Webpage Input Plugin

Salma · March 17, 2018, 10:32am

Hi,

I'm wondering if there is a way to input webpage data into Elasticsearch using Logstash pipeline.
I have a webpage that is publicly accessible like website/logs/access.log what input plugin should I use?

Thanks,
Salma

wwalker · March 17, 2018, 5:17pm

Are you trying to ingest IIS/Samba logs?

Salma · March 17, 2018, 5:41pm

Hi wwalker,

Thanks for your replay,
I don’t know what is IIS/Samba logs. The logs that I’m trying to ingest are
Web Access logs and generated on a specific webpage.

wwalker · March 17, 2018, 5:48pm

IIS and Samba are popular applications for hosting websites, IIS is native to Windows Server OS and Samba is used a lot in Linux. I haven't done it yet, but I imagine you'd use the file input and then the grok filter to pull out the fields you want processed. I wish I could help you more but grok is something I've read through briefly and was left scratching my head.

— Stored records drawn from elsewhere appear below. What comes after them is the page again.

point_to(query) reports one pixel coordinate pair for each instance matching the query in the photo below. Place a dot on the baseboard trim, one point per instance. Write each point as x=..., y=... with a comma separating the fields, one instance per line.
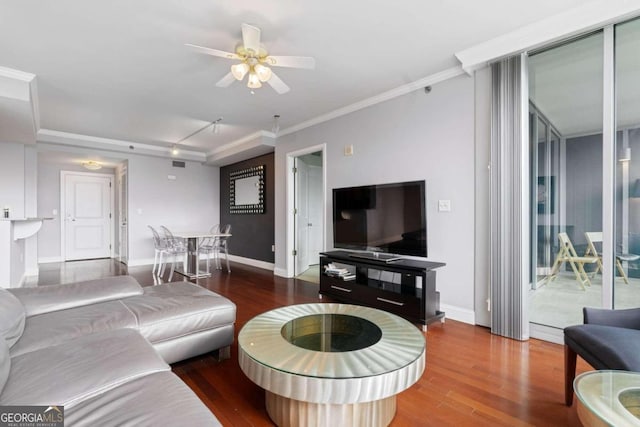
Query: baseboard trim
x=139, y=262
x=241, y=260
x=457, y=313
x=34, y=272
x=252, y=262
x=281, y=272
x=546, y=333
x=46, y=260
x=22, y=280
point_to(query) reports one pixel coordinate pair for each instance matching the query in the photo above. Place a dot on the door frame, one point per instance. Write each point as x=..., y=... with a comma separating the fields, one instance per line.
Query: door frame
x=290, y=240
x=123, y=172
x=63, y=176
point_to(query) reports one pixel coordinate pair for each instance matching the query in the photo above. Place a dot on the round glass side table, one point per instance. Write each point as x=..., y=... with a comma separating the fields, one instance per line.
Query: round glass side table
x=607, y=398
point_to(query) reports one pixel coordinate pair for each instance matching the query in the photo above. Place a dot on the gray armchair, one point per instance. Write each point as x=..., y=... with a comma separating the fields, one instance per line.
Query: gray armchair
x=608, y=339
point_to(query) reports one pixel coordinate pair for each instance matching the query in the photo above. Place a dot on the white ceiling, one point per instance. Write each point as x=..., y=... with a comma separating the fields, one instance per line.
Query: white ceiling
x=119, y=69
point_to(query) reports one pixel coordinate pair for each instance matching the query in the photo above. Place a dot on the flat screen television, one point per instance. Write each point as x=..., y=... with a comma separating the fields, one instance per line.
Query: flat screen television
x=387, y=218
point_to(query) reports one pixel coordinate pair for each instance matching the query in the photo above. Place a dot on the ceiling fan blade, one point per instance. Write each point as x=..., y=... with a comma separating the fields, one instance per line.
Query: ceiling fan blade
x=277, y=84
x=226, y=80
x=214, y=52
x=251, y=37
x=291, y=61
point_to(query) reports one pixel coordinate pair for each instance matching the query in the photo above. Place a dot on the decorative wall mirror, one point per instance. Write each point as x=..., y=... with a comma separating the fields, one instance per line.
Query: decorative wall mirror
x=246, y=190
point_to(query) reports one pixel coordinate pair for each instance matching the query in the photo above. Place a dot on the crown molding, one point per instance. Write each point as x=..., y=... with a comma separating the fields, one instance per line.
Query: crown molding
x=234, y=146
x=35, y=105
x=587, y=17
x=87, y=141
x=16, y=74
x=377, y=99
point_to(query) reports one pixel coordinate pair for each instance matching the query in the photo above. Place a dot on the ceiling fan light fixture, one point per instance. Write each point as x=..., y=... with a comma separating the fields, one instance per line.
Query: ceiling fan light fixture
x=240, y=70
x=263, y=72
x=254, y=81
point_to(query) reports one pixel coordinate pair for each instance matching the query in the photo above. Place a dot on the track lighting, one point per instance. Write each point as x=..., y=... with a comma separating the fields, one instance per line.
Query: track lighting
x=216, y=125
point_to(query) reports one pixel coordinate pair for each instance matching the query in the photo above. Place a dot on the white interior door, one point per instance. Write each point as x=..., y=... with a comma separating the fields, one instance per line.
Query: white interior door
x=316, y=205
x=87, y=215
x=302, y=216
x=122, y=217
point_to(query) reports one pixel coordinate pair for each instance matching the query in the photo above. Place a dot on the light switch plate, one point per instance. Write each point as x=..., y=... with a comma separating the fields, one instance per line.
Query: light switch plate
x=444, y=205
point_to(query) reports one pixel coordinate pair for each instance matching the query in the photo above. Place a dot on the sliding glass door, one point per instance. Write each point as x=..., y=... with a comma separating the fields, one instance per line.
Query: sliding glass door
x=626, y=289
x=566, y=146
x=585, y=175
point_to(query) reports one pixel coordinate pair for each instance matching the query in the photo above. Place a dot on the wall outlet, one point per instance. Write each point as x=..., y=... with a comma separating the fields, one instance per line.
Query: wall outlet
x=444, y=205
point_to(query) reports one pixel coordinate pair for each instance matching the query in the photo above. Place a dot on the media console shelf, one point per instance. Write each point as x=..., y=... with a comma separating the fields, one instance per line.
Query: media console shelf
x=406, y=287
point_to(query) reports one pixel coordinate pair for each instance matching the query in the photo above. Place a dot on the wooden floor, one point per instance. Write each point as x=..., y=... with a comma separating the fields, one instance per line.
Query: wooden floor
x=472, y=378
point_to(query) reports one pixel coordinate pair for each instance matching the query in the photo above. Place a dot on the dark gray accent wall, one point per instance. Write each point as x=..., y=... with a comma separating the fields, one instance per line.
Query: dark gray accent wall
x=584, y=187
x=253, y=234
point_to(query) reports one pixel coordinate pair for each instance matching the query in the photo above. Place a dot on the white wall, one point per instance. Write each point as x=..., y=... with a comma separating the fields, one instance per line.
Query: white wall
x=413, y=137
x=49, y=199
x=12, y=185
x=191, y=202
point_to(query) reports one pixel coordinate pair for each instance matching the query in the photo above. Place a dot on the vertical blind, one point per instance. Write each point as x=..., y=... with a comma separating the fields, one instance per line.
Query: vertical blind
x=509, y=216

Salma · March 17, 2018, 6:12pm

I don't own the website, I found the link on github when I was searching for a publicly accessible web access logs.
here if the link that I want to stream the logs from
http://www.almhuette-raith.at/apache-log/access.log
So I'm not sure if this website is hosted using llS or Samba.

I tried to download the web log from the website and ingest it using the file input plugin and it worked fine for me, but the problem is that events are not on real time since I've downloaded a copy of the web access logs of this website.

What I want to do is to make Logstash connect directly to the webpage of the access logs and stream the data in real time.

I've tried this input but it didn't collect any data for me

     input {
  http_poller {
    urls => {
      logs => "http://www.almhuette-raith.at/apache-log/access.log"
    }
    schedule => { cron => "* * * * * UTC"}
 
    codec => "plain"
  }
}

wwalker · March 17, 2018, 6:17pm

What's your output look like? Based on your input config, that should work getting the data into the pipeline, it could be that Logstash/Elasticsearch doesn't know what to do with it afterwards, which is where grok comes in.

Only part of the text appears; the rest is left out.